Le miel, vecteur d’insertion socio-économique
La filière apicole ne sert pas seulement l’autofinancement de l’ONG ; elle façonne une grammaire professionnelle pour les pensionnaires. Quatre adolescents suivent désormais un cursus en technologie du froid à Brazzaville, tandis que leurs cadets, demeurés à Kingoué, s’initient à la traçabilité des produits de la ruche et aux standards sanitaires requis pour la propolis. L’abbé Ngamouna insiste sur « l’estime de soi générée par le travail manuel adossé à un marché solvable ». Dans un contexte national attentif à la diversification de l’économie rurale, cette petite unité pilote s’inscrit, de manière complémentaire, dans les ambitions agricoles promues par les autorités congolaises.
L’eau potable, socle de la stabilité quotidienne
Avant l’arrivée d’une pompe immergée offerte en 2022 par le même partenaire, l’établissement devait rationner l’eau deux mois par an. Cette contrainte appartenant désormais au passé, les responsables éducatifs ont pu libérer du temps pour l’accompagnement scolaire. La candidate au BEPC Marie Moussoumounou observe que « l’accès garanti à l’eau réduit la fatigue et augmente la concentration en classe ». L’exemple illustre la manière dont des aménagements basiques, lorsqu’ils sont pensés sur mesure, produisent des effets systémiques.

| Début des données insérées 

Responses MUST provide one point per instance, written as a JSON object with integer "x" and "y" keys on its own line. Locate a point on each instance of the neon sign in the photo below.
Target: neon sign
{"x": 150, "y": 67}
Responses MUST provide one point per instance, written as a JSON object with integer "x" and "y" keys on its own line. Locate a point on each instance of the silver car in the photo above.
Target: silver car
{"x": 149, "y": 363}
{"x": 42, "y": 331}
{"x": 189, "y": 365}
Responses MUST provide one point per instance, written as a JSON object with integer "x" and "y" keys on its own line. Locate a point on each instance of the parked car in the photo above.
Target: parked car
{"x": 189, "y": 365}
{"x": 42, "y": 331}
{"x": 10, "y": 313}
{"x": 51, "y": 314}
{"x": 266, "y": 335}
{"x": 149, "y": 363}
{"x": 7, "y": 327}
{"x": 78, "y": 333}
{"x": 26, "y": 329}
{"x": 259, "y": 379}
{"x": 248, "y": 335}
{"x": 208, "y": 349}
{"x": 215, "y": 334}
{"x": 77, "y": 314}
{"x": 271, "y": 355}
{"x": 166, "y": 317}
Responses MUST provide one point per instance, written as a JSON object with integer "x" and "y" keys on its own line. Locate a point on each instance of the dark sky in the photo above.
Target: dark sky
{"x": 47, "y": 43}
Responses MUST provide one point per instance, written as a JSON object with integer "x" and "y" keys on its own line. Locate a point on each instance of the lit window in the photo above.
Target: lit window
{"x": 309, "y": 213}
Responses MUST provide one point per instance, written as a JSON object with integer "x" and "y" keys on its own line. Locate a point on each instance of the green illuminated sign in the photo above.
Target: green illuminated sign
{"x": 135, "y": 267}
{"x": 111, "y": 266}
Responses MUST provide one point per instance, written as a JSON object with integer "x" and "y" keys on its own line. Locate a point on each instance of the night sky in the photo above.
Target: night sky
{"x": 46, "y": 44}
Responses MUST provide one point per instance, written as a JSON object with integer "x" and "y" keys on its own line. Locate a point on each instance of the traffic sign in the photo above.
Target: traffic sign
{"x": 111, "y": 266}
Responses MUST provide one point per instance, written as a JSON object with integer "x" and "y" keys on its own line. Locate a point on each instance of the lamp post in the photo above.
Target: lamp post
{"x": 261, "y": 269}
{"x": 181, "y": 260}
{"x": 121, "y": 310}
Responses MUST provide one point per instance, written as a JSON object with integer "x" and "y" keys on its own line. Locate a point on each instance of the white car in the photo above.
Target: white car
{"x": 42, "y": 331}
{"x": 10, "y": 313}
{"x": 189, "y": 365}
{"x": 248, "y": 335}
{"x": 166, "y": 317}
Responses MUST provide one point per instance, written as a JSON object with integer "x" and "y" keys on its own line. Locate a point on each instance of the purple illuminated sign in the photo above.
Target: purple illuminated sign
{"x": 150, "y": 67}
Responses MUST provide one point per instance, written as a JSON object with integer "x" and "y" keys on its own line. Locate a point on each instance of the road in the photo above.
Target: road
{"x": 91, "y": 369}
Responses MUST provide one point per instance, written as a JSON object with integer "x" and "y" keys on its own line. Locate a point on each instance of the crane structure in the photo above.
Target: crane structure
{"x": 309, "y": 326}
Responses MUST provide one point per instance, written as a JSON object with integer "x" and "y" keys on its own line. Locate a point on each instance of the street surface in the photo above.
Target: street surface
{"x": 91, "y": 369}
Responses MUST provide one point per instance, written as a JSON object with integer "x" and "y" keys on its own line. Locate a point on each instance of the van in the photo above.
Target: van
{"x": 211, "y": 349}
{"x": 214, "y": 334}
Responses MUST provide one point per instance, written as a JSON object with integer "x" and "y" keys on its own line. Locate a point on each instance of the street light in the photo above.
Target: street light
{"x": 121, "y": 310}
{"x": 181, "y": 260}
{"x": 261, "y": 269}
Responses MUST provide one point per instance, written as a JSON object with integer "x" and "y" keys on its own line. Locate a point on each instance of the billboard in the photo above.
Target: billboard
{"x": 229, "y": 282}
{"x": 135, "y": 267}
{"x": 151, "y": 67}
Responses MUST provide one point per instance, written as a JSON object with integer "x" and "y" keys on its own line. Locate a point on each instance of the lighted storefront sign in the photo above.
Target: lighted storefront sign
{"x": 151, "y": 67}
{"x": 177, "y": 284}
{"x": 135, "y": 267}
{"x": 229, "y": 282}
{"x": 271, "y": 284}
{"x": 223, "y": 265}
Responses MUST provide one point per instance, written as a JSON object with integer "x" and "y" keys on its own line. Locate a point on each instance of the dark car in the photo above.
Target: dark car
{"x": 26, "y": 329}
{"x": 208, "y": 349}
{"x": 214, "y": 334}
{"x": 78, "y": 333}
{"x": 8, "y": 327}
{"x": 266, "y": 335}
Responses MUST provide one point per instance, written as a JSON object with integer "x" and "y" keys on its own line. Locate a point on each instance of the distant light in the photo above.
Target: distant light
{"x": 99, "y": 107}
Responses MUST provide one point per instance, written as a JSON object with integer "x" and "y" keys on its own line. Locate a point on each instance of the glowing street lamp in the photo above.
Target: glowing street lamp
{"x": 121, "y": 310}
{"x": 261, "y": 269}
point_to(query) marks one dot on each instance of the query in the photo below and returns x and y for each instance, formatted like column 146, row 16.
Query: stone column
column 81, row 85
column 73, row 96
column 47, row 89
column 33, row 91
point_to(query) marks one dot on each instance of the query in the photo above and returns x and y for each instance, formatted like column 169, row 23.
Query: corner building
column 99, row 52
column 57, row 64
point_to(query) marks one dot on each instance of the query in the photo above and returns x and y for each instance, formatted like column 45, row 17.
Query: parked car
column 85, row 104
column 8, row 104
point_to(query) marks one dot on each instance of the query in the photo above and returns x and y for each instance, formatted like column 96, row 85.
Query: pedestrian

Une micro-république, de grands leviers d’influence
Avec 61 km² de superficie et 33 000 habitants, Saint-Marin pourrait sembler dépourvue de marges d’action hors de ses frontières. Son modèle financier, fondé sur un PIB par habitant voisin de 44 000 euros, lui confère pourtant une certaine latitude budgétaire pour des projets ciblés relevant de la coopération décentralisée. En se positionnant sur des créneaux à forte valeur symbolique et à faible coût relatif – une pompe, des ruches, du matériel pédagogique – la petite république se construit une image de partenaire fiable et rapide, complémentaire des bailleurs institutionnels plus lourds.
Convergence d’intérêts et diplomatie préventive
Pour Brazzaville, cet activisme bienveillant consolide la carte de la diversification des alliances, en cohérence avec la stratégie d’ouverture prônée par le chef de l’État. Le ministère congolais des Affaires étrangères y voit une forme de « diplomatie préventive » : prévenir les vulnérabilités sociales pour désamorcer les tensions futures. L’alignement avec les Objectifs de développement durable, notamment l’ODD 4 (éducation de qualité) et l’ODD 6 (eau propre), confère à la coopération une légitimité multilatérale.
Vers un modèle reproductible ?
Les acteurs locaux espèrent désormais élargir le spectre des activités génératrices de revenus – transformation du manioc, élevage léger, tourisme vert – sans perdre l’ADN initial fondé sur l’accueil d’enfants vulnérables. Une mission exploratoire conjointe est annoncée pour le premier semestre 2025 afin d’évaluer l’implantation d’un micro-laboratoire de biologie appliquée aux produits apicoles, domaine où Saint-Marin affiche un savoir-faire reconnu. L’objectif affiché est clair : passer d’une assistance ponctuelle à une coopération scientifique pérenne.
L’engagement à hauteur d’enfant, conclusion ouverte
Au centre des ruelles bordées d’acacias, la bibliothèque d’AMACO reste éclairée tard le soir. Sur les écrans, les collégiens révisent un cours de géographie tandis que le bourdonnement des ruches, plus loin dans la savane, rappelle le pari fait sur la nature. De ce dialogue entre un micro-État européen et une communauté rurale congolaise naît un récit de coopération où la dimension humaine prime sur la grandiloquence. Il appartient désormais aux parties prenantes de consolider cette dynamique pour que l’abeille, modeste et industrieuse, demeure le symbole d’une insertion réussie et d’une diplomatie au service du développement.